After the election, the Supreme Court will decide whether the Affordable Care Act is constitutional; if the court rules it’s not, then the protections the ACA has afforded to millions of Americans with pre-existing conditions will disappear. 

It took years, a series of votes spearheaded by Republicans, and multiple legal rulings in a variety of states to get to here.

Liberals believe that the confirmation of a new justice, namely, Amy Coney Barrett, means the ACA’s imminent death since Barrett is on the record criticizing justices who defended the law in the past.

Conservatives aren’t so sure.

The issue is definitely a hot-button in the North Country where Republican Congresswoman Elise Stefanik is running for a fourth term against Democrat Tedra Cobb.

When it comes to the Affordable Care Act, Stefanik has voted with her party (and some Democrats) against it multiple times. However, she told Capital Tonight that she supports coverage for pre-existing conditions.

“We must ensure that health care in this country covers pre-existing conditions,” Rep. Stefanik told Capital Tonight.

But, as the Adirondack Daily Enterprise reported on September 24, Stefanik cast a vote against the Underwood Amendment, “which would have prevented the spending of federal funds by the Department of Justice on litigation to undermine the ACA."

Stefanik has voted for some of the bills sponsored by members of her own party that would cover pre-existing conditions, but according to The Atlantic, “None of these initiatives will protect patients with preexisting health needs nearly as effectively as the ACA does, because the GOP plans still allow insurers to treat them differently from healthy patients, sometimes overtly and sometimes more subtly.”

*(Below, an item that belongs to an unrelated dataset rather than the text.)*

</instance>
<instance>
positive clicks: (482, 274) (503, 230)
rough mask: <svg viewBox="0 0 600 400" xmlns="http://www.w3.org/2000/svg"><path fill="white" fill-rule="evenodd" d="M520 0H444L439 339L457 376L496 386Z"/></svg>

More broadly, if the ACA is dismantled by SCOTUS, there is nothing on the table right now to replace it.

Dan McLaughlin, senior writer at the National Review Online writes, “…it is absolutely the case that the administration is unprepared for what to do immediately if the Supreme Court were to throw out significant parts of the statute…”

President Donald Trump has touted his executive order protecting health care for people with pre-existing conditions, but according to Factcheck.org, he has overstated its value.

When Capital Tonight asked Rep Stefanik if she supported the Trump administration’s decision to instruct federal agencies to suspend all diversity training until training materials are wiped of terms like “white privilege,” “systemic racism,” and “unconscious bias,” she said she did.

“I don’t support the teachings of critical race theory,” Stefanik told Capital Tonight.

Stefanik points out that she has spoken out against racist graffiti in the North Country. She stated that, “All lives matter, Black lives matter,” though she does not support the mission of the group Black Lives Matter, which she claimed was to defund the police.

Rep. Stefanik is a supporter of the Justice Act, which is sponsored by Senator Tim Scott (R-SC).